Recently, alcohol levels in wine have gotten quite a bit of attention. Alcohol content in wine has increased dramatically in the last few decades. Besides global warming (which could be affecting alcohol levels, depending on political views) other factors include wine consumers’ tastes, wine critics’ evaluations, winemaking technology, vineyard management advances and choices made on which vines to plant in particular regions.
Wine critics taste many wines. Robert Parker admits to tasting between 75 to 100 in one day of reviewing wines. I stop being able to properly analyze wines at about 40. When tasting so many wines, the more intense the wine, the more it stands out, meaning more oak, fruit and weight resulting in a higher rating. Ratings are important to a wine producer’s economic picture, so they work to produce wines to critics’ palates. Wines with higher alcohol contents tend to have more palate weight, are more powerful and less subtle. As alcohol in wine increases, it becomes difficult to balance with fruit, tannin and acidity.
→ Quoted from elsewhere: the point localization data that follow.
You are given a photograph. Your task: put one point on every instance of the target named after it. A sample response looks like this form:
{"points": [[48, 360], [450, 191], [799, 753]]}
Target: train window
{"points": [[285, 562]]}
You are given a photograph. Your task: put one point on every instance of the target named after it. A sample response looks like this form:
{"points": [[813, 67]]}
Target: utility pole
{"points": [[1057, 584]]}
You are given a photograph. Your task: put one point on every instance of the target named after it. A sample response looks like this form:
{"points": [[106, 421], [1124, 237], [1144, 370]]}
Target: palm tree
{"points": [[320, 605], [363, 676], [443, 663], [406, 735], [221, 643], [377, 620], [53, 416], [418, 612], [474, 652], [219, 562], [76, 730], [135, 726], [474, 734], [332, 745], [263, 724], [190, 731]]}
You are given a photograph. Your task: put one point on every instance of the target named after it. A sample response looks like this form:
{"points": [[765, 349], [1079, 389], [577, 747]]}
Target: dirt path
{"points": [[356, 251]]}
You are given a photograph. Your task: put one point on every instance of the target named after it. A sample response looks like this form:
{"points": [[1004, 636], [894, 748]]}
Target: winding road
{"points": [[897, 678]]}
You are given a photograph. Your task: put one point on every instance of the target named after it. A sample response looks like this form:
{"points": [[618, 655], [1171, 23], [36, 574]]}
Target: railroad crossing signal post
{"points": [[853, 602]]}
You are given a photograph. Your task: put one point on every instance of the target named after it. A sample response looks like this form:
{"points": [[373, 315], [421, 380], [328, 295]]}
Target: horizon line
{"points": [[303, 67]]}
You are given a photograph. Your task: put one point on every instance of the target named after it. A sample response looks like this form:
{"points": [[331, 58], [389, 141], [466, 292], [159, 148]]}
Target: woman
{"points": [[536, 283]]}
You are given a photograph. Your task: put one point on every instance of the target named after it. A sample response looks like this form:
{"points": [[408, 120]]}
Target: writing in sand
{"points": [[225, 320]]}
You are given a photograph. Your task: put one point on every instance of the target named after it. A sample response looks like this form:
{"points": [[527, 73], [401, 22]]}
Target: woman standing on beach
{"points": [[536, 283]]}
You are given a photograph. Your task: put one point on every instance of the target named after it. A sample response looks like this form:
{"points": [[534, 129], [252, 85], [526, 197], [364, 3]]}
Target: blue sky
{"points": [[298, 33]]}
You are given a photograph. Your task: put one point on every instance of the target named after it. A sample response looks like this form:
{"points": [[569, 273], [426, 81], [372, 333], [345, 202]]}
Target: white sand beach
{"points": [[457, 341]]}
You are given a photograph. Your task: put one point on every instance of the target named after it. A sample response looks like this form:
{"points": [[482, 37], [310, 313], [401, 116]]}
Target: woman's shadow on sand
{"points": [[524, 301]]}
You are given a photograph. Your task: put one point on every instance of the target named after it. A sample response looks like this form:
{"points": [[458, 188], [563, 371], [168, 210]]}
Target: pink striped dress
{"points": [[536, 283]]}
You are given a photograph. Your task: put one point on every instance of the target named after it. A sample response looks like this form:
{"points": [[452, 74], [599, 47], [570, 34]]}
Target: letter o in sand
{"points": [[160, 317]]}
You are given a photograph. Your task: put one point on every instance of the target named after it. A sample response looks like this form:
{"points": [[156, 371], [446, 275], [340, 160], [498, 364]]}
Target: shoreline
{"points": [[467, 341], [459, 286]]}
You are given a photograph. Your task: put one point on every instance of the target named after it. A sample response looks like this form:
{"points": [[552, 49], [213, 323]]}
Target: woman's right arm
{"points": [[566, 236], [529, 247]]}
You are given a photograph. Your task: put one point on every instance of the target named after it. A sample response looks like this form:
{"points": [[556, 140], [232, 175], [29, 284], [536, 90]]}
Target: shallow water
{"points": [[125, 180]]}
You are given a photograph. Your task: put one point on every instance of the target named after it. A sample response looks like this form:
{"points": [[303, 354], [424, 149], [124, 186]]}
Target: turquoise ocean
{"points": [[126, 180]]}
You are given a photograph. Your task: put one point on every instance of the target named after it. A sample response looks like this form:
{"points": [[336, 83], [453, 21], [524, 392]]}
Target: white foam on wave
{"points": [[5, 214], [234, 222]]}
I asked several of my favorite winemakers (Mia Klein of Dalla Valle, Ric Forman and Dan Gehrs among others) to weigh in on this discussion for the article, as the subject can be quite controversial. Only Kareem Massoud of Paumanok Vineyards on the North Fork gave me some quotable material: “If the wine offers the necessary frame to support all that alcohol…these (sic) can be most impressive wines, not only for their size, but for their balance. It’s like a ballerina balancing on a tightrope versus a dinosaur doing the same with equal aplomb.”
In some regions (Germany & Champagne), the struggle is getting the grapes ripe enough. In others (Central Valley of California and much of Australia), the struggle is acidity levels. Sugar becomes alcohol during fermentation, so the more sugar, the higher the alcohol in the finished wine. Wine from a cool, but sunny climate, results in higher alcohol and higher acidity. Examples include parts of New Zealand, Argentina, Chile, Italy, Washington State and many others. Lots of sun and cool-to-cold nights are needed for high acidity and high alcohol. Since not all wine regions have this combination, there are some controversial technologies being implemented to create the desired alcohol to acidity balance. The simplest “fixes” are to add sugar during the fermentation (know as chaptalization) or add acidity. A recent development is the use of reverse osmosis machines to reduce the natural alcohol content in finished wines. This is used more often than most would dare believe. Another less advanced way to lower alcohol content is to add water, which will water down the other components in the wine as well (also used more than we would assume).
So what’s the big deal with all this? One reason is the simple fact of drinking more alcohol than you planned. But also important is the whole vibe of wine being a natural beverage without manipulation. The consumer should have a right to know which wines are natural and which are not.